The end of 2020-21 could not have come quickly enough for the Kroenke family, whose complicity in the failed Super League breakaway brought to the surface a decade of grievances surrounding Arsenal’s decline. When Everton won at the Emirates Stadium in April, fans’ protests outside wafted loud and clear to pitch level. Relations may have been fractured beyond repair, but the Kroenkes rejected an opportunistic approach from the Spotify chief executive, Daniel Ek, and will hope pre-season has served as a firebreak. They have promised to back Arteta and to engage with supporters more visibly, but it will be a long way to win affection from here.
Of all the players to miss England’s final penalty against Italy, did it really have to be Bukayo Saka?

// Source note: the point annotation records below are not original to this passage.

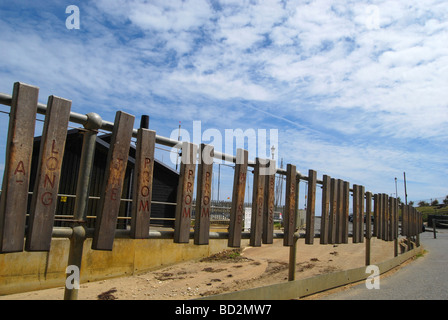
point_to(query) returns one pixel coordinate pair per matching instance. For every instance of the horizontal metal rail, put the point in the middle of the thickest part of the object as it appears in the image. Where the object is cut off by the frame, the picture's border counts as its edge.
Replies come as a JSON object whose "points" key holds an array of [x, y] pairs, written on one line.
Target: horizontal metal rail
{"points": [[82, 119], [66, 232]]}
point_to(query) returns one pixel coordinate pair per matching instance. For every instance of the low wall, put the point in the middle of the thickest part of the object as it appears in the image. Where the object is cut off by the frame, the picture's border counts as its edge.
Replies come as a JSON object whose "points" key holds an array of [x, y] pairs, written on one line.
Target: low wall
{"points": [[28, 271], [304, 287]]}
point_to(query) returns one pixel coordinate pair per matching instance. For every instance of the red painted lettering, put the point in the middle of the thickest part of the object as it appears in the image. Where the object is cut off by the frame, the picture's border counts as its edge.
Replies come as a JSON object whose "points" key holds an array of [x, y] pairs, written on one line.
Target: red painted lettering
{"points": [[144, 191], [50, 181], [144, 206], [53, 149], [47, 198], [114, 194], [20, 168], [186, 213], [147, 162], [52, 163], [205, 212]]}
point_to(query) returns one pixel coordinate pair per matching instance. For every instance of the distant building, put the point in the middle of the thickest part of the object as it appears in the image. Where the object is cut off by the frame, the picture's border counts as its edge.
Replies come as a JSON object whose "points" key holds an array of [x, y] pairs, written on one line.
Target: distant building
{"points": [[165, 181]]}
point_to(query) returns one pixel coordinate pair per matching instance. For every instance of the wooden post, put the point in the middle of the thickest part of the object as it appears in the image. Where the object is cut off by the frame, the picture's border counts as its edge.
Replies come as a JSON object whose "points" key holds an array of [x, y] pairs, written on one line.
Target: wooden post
{"points": [[375, 214], [310, 208], [237, 210], [290, 205], [182, 222], [45, 194], [117, 159], [368, 233], [142, 184], [268, 207], [203, 197], [256, 226], [325, 221], [19, 148], [345, 211], [361, 214], [333, 211]]}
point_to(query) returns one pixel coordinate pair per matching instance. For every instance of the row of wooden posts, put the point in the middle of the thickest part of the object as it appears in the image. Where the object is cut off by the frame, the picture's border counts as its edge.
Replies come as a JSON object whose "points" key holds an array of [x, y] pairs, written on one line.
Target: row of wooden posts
{"points": [[13, 204]]}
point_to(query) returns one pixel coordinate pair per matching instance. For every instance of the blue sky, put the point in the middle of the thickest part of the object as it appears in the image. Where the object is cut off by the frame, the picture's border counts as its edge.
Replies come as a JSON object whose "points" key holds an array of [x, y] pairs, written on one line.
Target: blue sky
{"points": [[356, 89]]}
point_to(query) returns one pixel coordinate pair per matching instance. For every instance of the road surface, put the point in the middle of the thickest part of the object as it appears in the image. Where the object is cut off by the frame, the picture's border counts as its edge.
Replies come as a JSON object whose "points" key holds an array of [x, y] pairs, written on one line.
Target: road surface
{"points": [[426, 278]]}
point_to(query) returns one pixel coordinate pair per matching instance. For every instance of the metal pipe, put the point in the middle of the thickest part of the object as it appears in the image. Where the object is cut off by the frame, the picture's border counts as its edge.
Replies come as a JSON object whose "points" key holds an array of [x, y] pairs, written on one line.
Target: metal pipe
{"points": [[6, 99]]}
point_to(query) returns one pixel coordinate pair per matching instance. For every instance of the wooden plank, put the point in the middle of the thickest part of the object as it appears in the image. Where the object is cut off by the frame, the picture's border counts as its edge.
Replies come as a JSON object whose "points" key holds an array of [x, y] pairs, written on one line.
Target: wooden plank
{"points": [[237, 210], [256, 226], [395, 236], [289, 214], [203, 195], [117, 159], [355, 237], [361, 214], [19, 148], [325, 219], [368, 215], [345, 211], [142, 184], [45, 193], [339, 214], [376, 208], [310, 208], [182, 223], [333, 211], [268, 208], [386, 218]]}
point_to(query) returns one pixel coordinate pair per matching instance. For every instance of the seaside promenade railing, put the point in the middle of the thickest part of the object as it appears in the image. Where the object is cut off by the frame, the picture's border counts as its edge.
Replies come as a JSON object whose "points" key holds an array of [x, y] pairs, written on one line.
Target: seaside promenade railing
{"points": [[16, 234]]}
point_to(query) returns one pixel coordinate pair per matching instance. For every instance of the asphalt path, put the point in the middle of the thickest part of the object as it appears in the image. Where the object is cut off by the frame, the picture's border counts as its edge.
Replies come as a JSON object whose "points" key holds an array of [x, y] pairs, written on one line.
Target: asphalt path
{"points": [[425, 278]]}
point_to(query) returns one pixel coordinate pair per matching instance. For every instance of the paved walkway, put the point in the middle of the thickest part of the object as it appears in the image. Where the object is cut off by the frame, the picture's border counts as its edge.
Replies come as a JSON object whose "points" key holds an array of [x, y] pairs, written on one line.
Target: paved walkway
{"points": [[426, 278]]}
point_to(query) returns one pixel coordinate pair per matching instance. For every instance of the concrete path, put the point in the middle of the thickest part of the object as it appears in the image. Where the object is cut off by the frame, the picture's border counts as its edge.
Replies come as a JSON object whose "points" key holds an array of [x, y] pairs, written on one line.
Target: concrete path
{"points": [[426, 278]]}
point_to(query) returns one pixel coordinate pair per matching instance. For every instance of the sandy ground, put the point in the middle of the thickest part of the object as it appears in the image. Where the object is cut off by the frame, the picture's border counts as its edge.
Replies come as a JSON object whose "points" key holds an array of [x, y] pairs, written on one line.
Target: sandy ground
{"points": [[228, 271]]}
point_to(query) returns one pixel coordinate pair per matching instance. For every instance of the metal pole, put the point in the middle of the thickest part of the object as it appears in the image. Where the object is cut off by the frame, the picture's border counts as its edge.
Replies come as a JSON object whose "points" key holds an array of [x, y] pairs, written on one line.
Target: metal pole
{"points": [[293, 248], [434, 228], [82, 197], [405, 192]]}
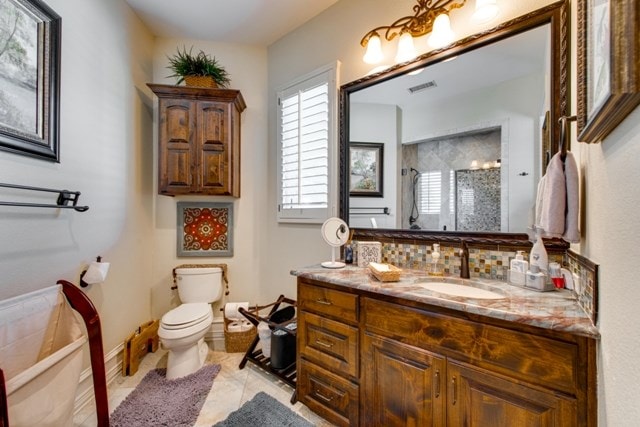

The assumption in many quarters, when Gareth Southgate gave him a late call-up, was that the 19-year-old would barely feature; instead he played a crucial role and nobody who has watched him consistently embarrass senior teammates at club level was surprised. Although one felt deeply for Saka, a bright and genuinely delightful character, the consolation was his uncanny ability to take things in his stride. He will bounce back and Arsenal should feel the benefit.
We’ll be singing
Fresh chants for Saka and Emile Smith Rowe will surely be a priority given their eminence during the lockdown months. Although Dani Ceballos did little of note during his two seasons at Arsenal, the loss of his song – to the tune of La Bamba – presents a blow. If things start particularly badly then expect variations of “Get out of our club” to be aimed at the Kroenkes.
Back to the Emirates Stadium
The good Still a modern, comfortable arena with excellent transport links, even if Spurs’ new ground outstrips it. Statues of legends, a club museum and some evocative installations around the outside make it feel like a destination.
The bad In a decade and a half, Arsenal are yet to furnish their home with the historic occasions that might make recollections of the Highbury glory years slightly less misty-eyed.
The cannon – although there was more than one in the early days – has been a fixture on Arsenal’s crests since 1905. The present guise was adopted in 2002: a cleaner, less fussy take on the iteration that saw them through the second half of the 20th century, although some lament the loss of touches such as the club motto, “Victoria concordia crescit”.
“This Lokonga guy is definitely our new Vieira/Petit/Fàbregas.”
“If we don’t win the next three games Arteta has got to go.”
“Arteta is a genius, have faith in the project.”
“Spotify’s share price has just rocketed, do the right thing Stan.”
Gunnersaurus’s temporary exile last year caused outcry and even became a tool in Mesut Özil’s skirmish with his then employers. Now the lovable dinosaur is back, but with a rotating squad of costume wearers.